We had visited the Outer Banks together back then with a few of his close friends. The trip was mostly a disaster all because of how I was acting. I was very deep in a love addiction with a married individual at the time and had no idea just how much I was hurting Dexter in the process. Yet, Dexter being the guy he always has been, loved me anyway, until the pain became too great in his heart because of how I was treating him.

Ten years have gone by ever since then. I’m amazed at how fast time flies sometimes, as it seems like just yesterday that I was at the beach with Dexter in the Outer Banks. Sometimes I wish I could back to then and treat him the way he deserved. Over the past ten years, I’ve worked hard to gain his friendship and his trust back. While he’s forgiven me, he was never willing to come visit, because the pain in his heart remained. I honestly thought I’d never see him again and was always going to be limited to phone and video calls. I was even grateful for those, so when Dexter agreed to come visit me here in Toledo and meet my partner Chris, I was ecstatic. All the way up to the day of Dexter’s flight, I can honestly say I wondered if he was going to follow through with the trip. After all, the pain I caused him was immense and I know how difficult it was going to be for him to see me with Chris given the feelings he once had for me.

I consider myself blessed that Dexter got on his flight that day and followed through on a promise he made to himself to come see me again. Seeing him 10 years later, giving him a hug, and spending quality time here in Toledo reconnecting has been so important to me. I think Dexter and I will always have a heart connection and I pray to never hurt that again in any way, shape, or form. Breaking bread with him here, sharing coffee, laughter, visiting a museum, watching TV shows and movies, and just sharing a few days of his life in person with him was the best gift I could have ever received from a guy who has worn his heart on his sleeve from the day I first met him.

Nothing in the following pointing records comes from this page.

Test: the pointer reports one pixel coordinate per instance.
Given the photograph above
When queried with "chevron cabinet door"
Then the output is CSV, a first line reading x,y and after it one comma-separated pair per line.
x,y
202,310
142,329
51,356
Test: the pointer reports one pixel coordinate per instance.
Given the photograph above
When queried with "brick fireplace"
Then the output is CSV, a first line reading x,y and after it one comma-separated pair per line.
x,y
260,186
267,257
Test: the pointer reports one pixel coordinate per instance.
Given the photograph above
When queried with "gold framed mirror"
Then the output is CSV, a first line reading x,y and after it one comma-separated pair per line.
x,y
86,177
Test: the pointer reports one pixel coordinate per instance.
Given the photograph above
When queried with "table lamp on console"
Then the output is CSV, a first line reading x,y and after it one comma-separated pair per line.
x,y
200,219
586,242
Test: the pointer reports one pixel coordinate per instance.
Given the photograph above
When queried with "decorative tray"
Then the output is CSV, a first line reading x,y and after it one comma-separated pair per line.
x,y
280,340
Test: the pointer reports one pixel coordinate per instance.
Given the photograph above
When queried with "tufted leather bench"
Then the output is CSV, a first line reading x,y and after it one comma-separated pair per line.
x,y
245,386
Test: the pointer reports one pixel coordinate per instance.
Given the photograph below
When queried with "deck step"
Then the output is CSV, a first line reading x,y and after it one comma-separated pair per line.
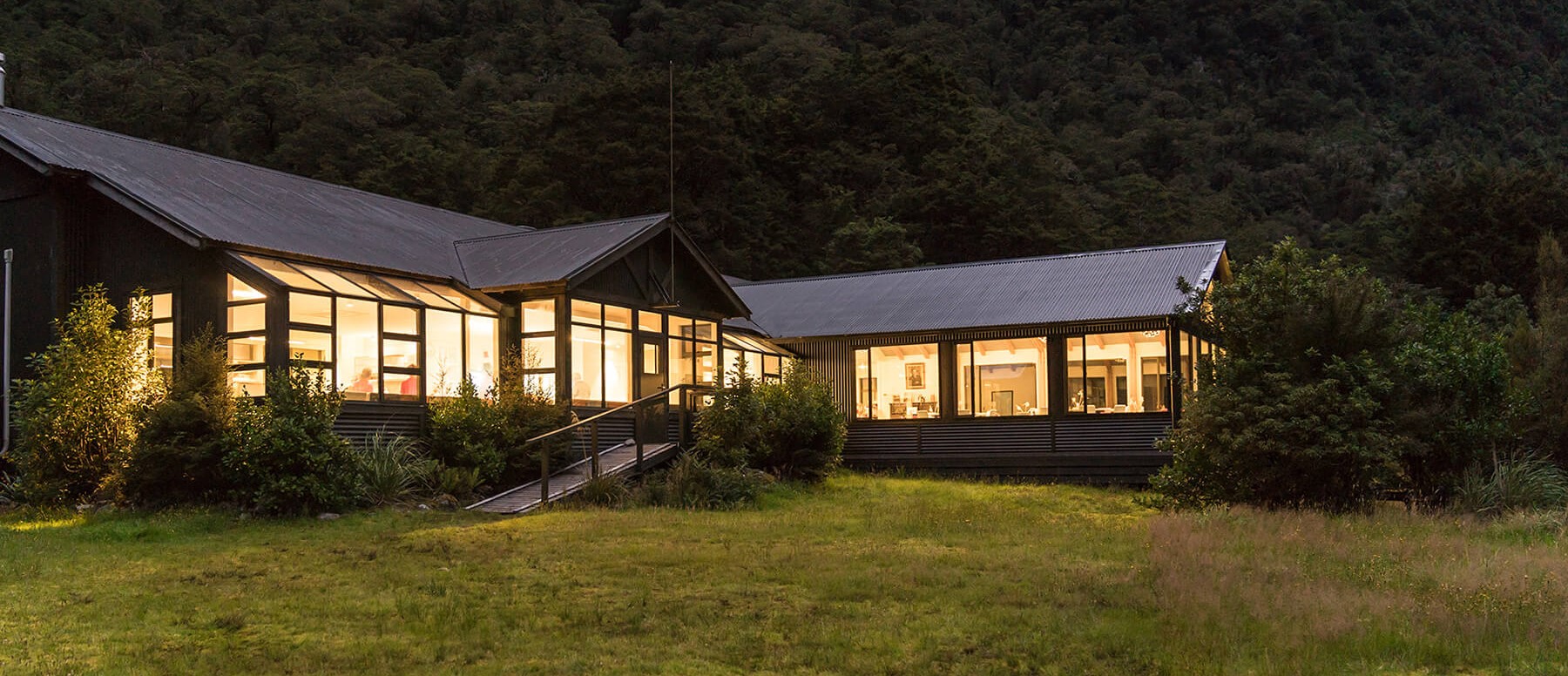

I’m grateful to you Dexter that you took time out of your busy life, braved your heart, and spent time with me again. My gratitude is immense over this, both to you and to God for making this happen. I may never be able to erase the pain I caused you all those years ago, but I can at least say today, you are an amazing man who shines brightly in his own unique way, and I’m blessed to remain a part of that and still walking part of my spiritual journey in life with you, both from afar and in person. Thank you for this trip, Dexter, it meant the world to me.